RIL had till date made 19 oil and gas discoveries in the Krishna Godavri basin. Of these, MA—the only oil discovery in the block—began production in September 2008. Dhirubhai-1 and 3 (D1 and D3) fields went onstream in April 2009.
While the company did not provide any timelines for decommissioning and stopping of production at the fields that have witnessed output drop to a fourth of peak, sources privy to the development said MA field may be shut as early as October after the current lease of a floating production storage and offloading (FPSO) unit, which processes output from the field, expires.
E-mails sent to RIL and its partner BP Plc of UK, which holds 30% stake, for comments remained unanswered. The government’s site restoration guidelines provide for a one year notice for decommissioning of facilities.

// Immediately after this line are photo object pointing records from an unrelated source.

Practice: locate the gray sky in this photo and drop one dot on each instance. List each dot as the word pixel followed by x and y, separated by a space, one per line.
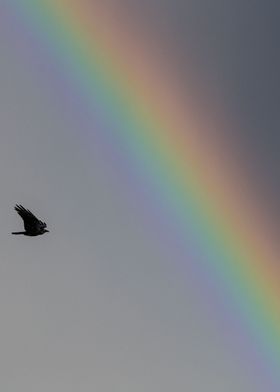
pixel 97 304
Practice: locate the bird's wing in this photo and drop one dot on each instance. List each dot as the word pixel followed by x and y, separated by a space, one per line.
pixel 29 219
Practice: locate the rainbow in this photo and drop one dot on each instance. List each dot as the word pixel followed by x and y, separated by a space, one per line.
pixel 165 137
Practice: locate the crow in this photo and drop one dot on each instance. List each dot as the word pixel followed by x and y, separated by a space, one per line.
pixel 33 226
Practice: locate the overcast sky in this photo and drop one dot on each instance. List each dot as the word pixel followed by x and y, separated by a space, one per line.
pixel 97 303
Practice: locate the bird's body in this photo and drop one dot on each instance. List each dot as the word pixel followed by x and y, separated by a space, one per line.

In the presentation, RIL said “average production of gas (from KG-D6 block in January-March 2018) was 4.3 million standard cubic metres per day and oil and condensate was at 1,865 barrels per day.” The gas output, which was lower than 4.9 mmscmd in the October-December quarter of 2017, was made up of output from D1 and D3 and MA fields. It said this was due to “continuing natural decline” at the fields.
RIL had in the field development plan for D1 and D3 proposed a capital expenditure of $8.836 billion. For developing Dhirubhai-26 or MA oilfield, it had in 2006 proposed to invest $2.234 billion, which was scaled down to $1.96 billion in 2012. The fields were in the investment plans supposed to last a minimum 15 years but have extinguished in less than a decade.
KG-D6 fields had hit a peak of 69.43 mmscmd in March 2010 before water and sand ingress shut down wells. This peak output comprised 66.35 mmscmd from D1 and D3, the largest of the gas discoveries on the KG-D6 block, and 3.07 mmscmd from MA field.
Besides the fall in output from D1 and D3, gas production from MA field, which had hit a peak of 6.78 mmscmd in January 2012, too has dropped. RIL in the presentation said it is now developing three sets of discoveries—R-Cluster, Satellite Cluster and MJ fields in KG-D6 block at a cost of Rs 40,000 crore. These fields together would bring 30-35 mmscmd of peak ouput. Initial gas will begin flowing from 2020. “R-Cluster development activities commenced; drilling to commence by 2Q FY19,” it said.